This is a strange quirk of the stdlib IO types - both TcpStream and &TcpStream implement Read! This allows you to perform reads while not having mutable access to the TcpStream type itself, but it's a somewhat obscure feature.

Worth noting here is the reason why &TcpStream is allowed to do this:

In rust, when &T implements some trait that has &mut self methods, it means that the implementation is thread-safe. (or more specifically, that it cannot create data races in safe code)

So normally a call to read() would require &mut T, but most (all?) stdlib IO types will work with &T as well?

Why is a mutable reference required at all? The code does not compile with stream: &TcpStream.

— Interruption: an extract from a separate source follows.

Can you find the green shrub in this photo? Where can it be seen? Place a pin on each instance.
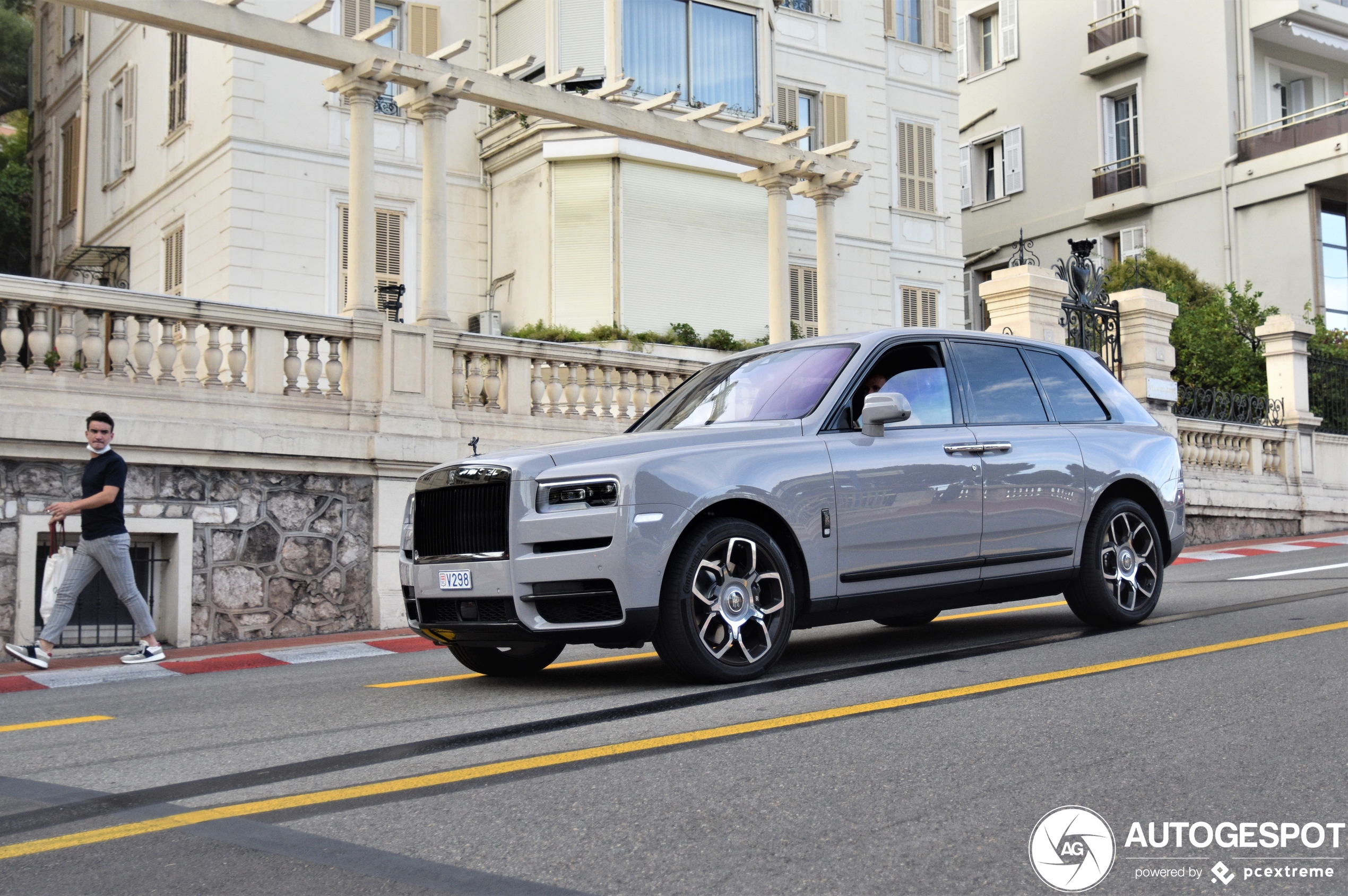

The read() method uses &mut self, but mutability is not actually required.

You have to implement methods for T and &T separately? Is this only true for trait methods? Or in general?

How do you indicate in source that you are implementing a trait for &T instead of T? I don't see any indication in stdlib tcp.rs that it's done for both.

You need a mut in mut stream: &TcpStream so that the read() method can borrow mutably. The actual type of self in that call becomes &mut &TcpStream.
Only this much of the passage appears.